Budget Must Not Penalise Motor Industry

28 Jun 2019 | 01.20 pm

Budget Must Not Penalise Motor Industry

SIMI fears another 2009

28 Jun 2019 | 01.20 pm

SIMI, the Society of the Irish Motor Industry, is worried that Budget 2020 will have as severe an impact on the motor sector as did taxation changes ten years ago.

In 2009, as a result of taxation changes in that year’s budget, “car values plummeted, new car sales declined and the industry fell off a cliff,” according to the organisation.

SIMI says there is a “need for extreme caution in dealing with motor related taxation in the upcoming Budget, doubly so now that the Budget almost coincides with the Brexit date”.

Director general Brian Cooke (pictured) said: “Our industry is very concerned and angry at the possibility of sleepwalking into another potential 2009. The state must stop overburdening new, cleaner cars with tax, while at the same time ignoring the problem of replacing older cars, which is where the real emissions problems lie. 

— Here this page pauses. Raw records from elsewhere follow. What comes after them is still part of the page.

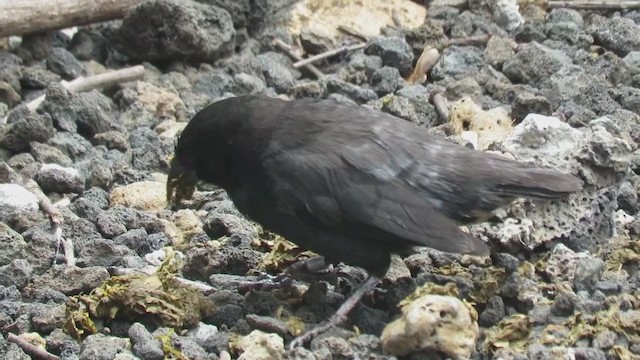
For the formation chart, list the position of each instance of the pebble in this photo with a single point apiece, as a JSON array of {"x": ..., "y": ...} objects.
[{"x": 15, "y": 199}]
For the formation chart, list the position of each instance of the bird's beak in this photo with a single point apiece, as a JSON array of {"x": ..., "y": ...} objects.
[{"x": 181, "y": 181}]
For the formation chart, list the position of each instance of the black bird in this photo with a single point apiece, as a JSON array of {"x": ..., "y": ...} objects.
[{"x": 350, "y": 183}]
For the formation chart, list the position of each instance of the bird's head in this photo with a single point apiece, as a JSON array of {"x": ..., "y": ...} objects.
[{"x": 202, "y": 151}]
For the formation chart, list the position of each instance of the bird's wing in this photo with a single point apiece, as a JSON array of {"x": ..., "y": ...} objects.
[{"x": 359, "y": 188}]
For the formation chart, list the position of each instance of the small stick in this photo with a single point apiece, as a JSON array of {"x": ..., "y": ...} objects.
[
  {"x": 353, "y": 32},
  {"x": 327, "y": 54},
  {"x": 282, "y": 46},
  {"x": 440, "y": 103},
  {"x": 601, "y": 4},
  {"x": 426, "y": 61},
  {"x": 35, "y": 351},
  {"x": 55, "y": 216},
  {"x": 93, "y": 82},
  {"x": 474, "y": 40}
]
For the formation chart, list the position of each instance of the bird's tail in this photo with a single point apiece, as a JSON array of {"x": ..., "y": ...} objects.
[{"x": 538, "y": 183}]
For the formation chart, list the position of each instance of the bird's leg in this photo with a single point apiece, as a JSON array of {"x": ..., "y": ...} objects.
[{"x": 341, "y": 315}]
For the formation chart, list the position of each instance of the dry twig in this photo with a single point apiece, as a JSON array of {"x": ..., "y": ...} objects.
[
  {"x": 35, "y": 351},
  {"x": 55, "y": 216},
  {"x": 93, "y": 82},
  {"x": 598, "y": 4},
  {"x": 474, "y": 40},
  {"x": 19, "y": 17},
  {"x": 353, "y": 32},
  {"x": 282, "y": 46},
  {"x": 327, "y": 54}
]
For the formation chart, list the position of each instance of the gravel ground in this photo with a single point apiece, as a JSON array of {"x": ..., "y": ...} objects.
[{"x": 563, "y": 282}]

“In fact, it’s even worse, as the VRT system discriminates against new cars when compared to older used imports. It would appear fthat the new car is being lined up as the easy target, but newer cars have the most up-to-date emission technologies and are less environmentally damaging than older used cars.  Uncertainty in the market leads to consumers holding onto their older car or importing an older car that is perceived to be good value.”

SIMI believes that one part of hitting climate action targets is achieving sales figures of 150,000 new cars each year, at a time when Brexit has helped keep sales down to 112,000. “If a VRT increase is thrown into the mix for 2020, we will see a further fall; history, in particular 2009, tells us what can happen,” Cooke stated.

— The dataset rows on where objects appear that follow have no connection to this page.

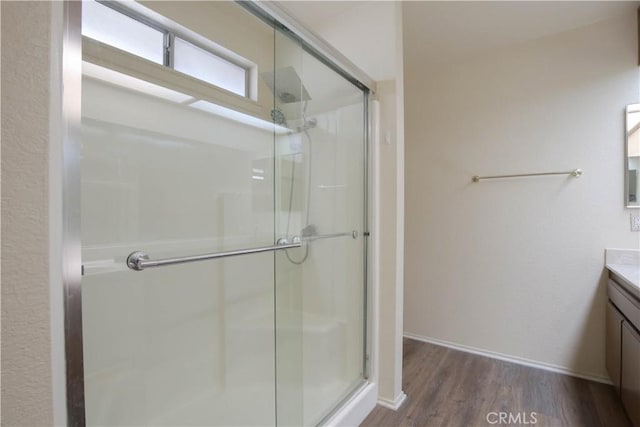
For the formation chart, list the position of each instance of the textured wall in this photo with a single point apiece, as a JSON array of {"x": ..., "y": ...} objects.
[
  {"x": 26, "y": 364},
  {"x": 516, "y": 266}
]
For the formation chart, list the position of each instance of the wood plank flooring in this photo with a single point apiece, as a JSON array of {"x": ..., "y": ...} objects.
[{"x": 451, "y": 388}]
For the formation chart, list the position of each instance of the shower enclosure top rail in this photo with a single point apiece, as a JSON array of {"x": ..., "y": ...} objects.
[{"x": 139, "y": 261}]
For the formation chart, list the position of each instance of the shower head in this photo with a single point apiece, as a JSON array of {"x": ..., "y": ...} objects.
[{"x": 286, "y": 85}]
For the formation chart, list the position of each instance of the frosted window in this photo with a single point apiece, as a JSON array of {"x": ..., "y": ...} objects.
[
  {"x": 108, "y": 26},
  {"x": 204, "y": 65}
]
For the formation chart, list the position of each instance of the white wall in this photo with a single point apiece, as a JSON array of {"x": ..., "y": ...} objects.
[
  {"x": 26, "y": 354},
  {"x": 516, "y": 266}
]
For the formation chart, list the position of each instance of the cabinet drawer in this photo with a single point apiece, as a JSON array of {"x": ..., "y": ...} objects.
[
  {"x": 630, "y": 373},
  {"x": 629, "y": 306}
]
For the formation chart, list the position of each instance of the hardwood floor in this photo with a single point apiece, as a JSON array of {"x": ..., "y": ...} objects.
[{"x": 447, "y": 387}]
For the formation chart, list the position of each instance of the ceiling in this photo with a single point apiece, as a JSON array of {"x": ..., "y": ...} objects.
[
  {"x": 450, "y": 31},
  {"x": 445, "y": 31},
  {"x": 315, "y": 14}
]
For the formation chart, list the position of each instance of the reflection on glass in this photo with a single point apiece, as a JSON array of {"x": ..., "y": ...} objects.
[
  {"x": 633, "y": 155},
  {"x": 320, "y": 180}
]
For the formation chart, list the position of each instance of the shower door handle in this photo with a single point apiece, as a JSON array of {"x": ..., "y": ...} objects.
[{"x": 139, "y": 261}]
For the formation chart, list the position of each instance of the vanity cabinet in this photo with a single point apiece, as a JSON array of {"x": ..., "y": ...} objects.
[
  {"x": 623, "y": 347},
  {"x": 630, "y": 378},
  {"x": 614, "y": 344}
]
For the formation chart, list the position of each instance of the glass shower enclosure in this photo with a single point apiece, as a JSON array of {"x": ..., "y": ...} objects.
[{"x": 223, "y": 219}]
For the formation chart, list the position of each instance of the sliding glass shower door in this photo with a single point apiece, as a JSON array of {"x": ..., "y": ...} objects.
[{"x": 223, "y": 219}]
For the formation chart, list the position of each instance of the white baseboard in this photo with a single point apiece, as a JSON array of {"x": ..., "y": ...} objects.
[
  {"x": 356, "y": 409},
  {"x": 394, "y": 404},
  {"x": 513, "y": 359}
]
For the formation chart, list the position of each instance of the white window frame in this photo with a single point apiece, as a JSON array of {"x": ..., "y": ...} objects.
[{"x": 117, "y": 58}]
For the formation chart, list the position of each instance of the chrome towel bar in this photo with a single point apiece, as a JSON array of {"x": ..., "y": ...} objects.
[
  {"x": 575, "y": 173},
  {"x": 139, "y": 261}
]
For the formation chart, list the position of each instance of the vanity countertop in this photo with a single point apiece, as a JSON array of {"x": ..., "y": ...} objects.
[{"x": 625, "y": 265}]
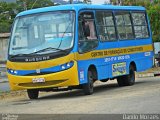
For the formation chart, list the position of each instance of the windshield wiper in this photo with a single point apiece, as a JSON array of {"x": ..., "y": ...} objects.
[{"x": 49, "y": 48}]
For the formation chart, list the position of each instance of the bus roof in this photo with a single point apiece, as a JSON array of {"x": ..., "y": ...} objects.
[{"x": 78, "y": 7}]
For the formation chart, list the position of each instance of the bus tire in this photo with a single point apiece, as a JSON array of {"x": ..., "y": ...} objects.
[
  {"x": 88, "y": 87},
  {"x": 127, "y": 80},
  {"x": 33, "y": 93}
]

The organisation points to the European Commission’s advice that consumers should not be faced with increased taxation due to the new emissions testing regime, and underlines both that most other EU countries have followed this advice and that Ireland should be no different.

Cooke added: “The government’s Climate Action Plan proposed a transition to zero emission transport, which the industry fully supports — and is proactively engaged in rolling out cleaner technologies.  However, it is important to note that this transition is not deliverable in the short term, as it will take a number of years to achieve, and longer than is proposed in the plan. 

“We require the right measures that focus on gradual change and include sensible policies aimed at encouraging motorist to make the right choices that can lead to clean, affordable and convenient mobility solutions. This can only be achieved by allowing the new car market to flourish in 2020, which has clear environmental and economic benefits.”